Sou uma jornalista em início de carreira. Em alguns momentos, confesso que nem parece. Fato concreto é saber que a vida sempre foi e será a grande escola, por mais que se estude e aperfeiçoe a técnica. Pela frente, alvoroçam-se os turbilhões. Às vezes, tenho saudade da menina que eu fui. Como era bom sapequear fagueira e certa de que na hora da fome bastava uma corridela e lá estavam os quitutes de vovó a minha espera. Ui. Crescer apavora. Não é tarefa fácil dar passos, tomar direção, definir, estabelecer, decidir, adquirir senso e responsabilidade.

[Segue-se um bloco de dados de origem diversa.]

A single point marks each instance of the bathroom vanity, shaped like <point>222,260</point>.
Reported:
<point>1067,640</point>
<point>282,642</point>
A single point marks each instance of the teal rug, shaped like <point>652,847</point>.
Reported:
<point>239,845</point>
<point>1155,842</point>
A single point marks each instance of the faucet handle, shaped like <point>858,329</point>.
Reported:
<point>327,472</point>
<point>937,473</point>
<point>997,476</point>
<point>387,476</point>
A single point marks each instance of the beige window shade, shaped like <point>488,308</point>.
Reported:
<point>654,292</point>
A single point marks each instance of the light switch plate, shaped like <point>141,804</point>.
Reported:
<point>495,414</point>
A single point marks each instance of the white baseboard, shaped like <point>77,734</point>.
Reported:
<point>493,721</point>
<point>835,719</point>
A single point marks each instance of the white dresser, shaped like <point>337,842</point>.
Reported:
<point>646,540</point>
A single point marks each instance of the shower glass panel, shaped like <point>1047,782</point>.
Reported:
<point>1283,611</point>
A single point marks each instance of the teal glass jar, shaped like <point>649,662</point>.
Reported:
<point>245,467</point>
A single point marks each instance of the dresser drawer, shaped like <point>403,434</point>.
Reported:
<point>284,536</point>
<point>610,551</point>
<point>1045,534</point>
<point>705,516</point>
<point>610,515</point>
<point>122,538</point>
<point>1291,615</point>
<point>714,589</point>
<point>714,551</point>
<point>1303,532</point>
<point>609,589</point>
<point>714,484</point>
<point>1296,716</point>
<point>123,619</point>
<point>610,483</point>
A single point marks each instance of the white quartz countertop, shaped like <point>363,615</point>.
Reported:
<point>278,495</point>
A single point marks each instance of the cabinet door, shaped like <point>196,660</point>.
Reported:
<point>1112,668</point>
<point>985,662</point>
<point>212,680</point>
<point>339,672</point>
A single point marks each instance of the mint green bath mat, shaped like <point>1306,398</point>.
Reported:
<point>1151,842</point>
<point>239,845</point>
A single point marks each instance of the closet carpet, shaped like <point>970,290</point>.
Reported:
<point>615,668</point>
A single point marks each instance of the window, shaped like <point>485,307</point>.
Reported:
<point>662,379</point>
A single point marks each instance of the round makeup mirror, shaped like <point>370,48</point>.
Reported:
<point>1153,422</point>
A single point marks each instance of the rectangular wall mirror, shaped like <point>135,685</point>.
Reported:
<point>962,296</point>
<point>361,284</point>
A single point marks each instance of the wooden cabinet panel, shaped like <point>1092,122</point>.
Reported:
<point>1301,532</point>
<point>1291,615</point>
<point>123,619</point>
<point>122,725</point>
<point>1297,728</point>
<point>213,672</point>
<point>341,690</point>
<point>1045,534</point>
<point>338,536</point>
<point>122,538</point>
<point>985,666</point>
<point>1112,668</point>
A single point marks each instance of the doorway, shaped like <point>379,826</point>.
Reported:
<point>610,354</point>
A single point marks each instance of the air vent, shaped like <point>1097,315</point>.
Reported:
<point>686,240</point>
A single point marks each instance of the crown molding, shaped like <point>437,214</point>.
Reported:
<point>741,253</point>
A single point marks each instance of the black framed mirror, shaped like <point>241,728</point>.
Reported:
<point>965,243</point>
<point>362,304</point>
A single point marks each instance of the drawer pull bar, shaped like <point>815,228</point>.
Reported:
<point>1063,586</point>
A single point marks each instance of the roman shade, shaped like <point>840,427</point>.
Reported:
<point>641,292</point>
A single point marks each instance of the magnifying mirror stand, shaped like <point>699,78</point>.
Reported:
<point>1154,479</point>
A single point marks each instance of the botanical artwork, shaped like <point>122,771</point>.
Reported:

Olho para mim e vejo a mulher, a pessoa, a profissional e a cidadã na qual me transformei. Enxergo no conjunto força e dignidade. A gana de fazer, de trilhar, de traçar, de lutar pelo que eu quero e pelo que eu sou corre quente os canais de minha constituição pra lá de humana. Sou de carne, osso e entranhas serelepes. Por mais que os insucessos me dilacerem, eu prefiro a existência visceral à monotonia da indiferença.
Tomei a iniciativa de criar um blog. Todo jornalista precisa de um canal de comunicação consigo e com o mundo. Os meios surgem do inusitado e foi com esse espírito que eu montei o meu aparato cibernético personalizado. O blog tomou fôlego porque uma boa ideia acaba de ser registrada em cartório. Chama-se a macaca. Este blog é a certidão de batismo da macaca, uma personagem que a jornalista que vos fala inventou após travar conversa afiada com um ex-colega de trabalho, jornalista e devorador contumaz da inquieta palavra. O doido mais divertido que eu conheci.
Pois bem. O que será da símia recém-nascida? Não sou adepta de previsões. Posso adiantar, contudo, que farei bocados para que a bichana conquiste o seu lugar ao sol. Ela merece. Dá-lhe macaca! A propósito, ela sou eu. Com orgulho, apresento-me-a aqui. Ratifico, “a certidão foi lavrada em cartório do céu”. Pelo menos, é o que imagino ter acontecido. Seja-sou bem-vinda!
Usarei meu simpático espaço – desde já anexado à world wide web – de forma livre e apaixonada, responsável e ética, atenta e bem humorada. Sou pacífica, otimista, curiosa, levada e dou fé ao trabalho e à ação de todos aqueles que acreditam e lutam aberta e incansavelmente por um mundo melhor. Olé!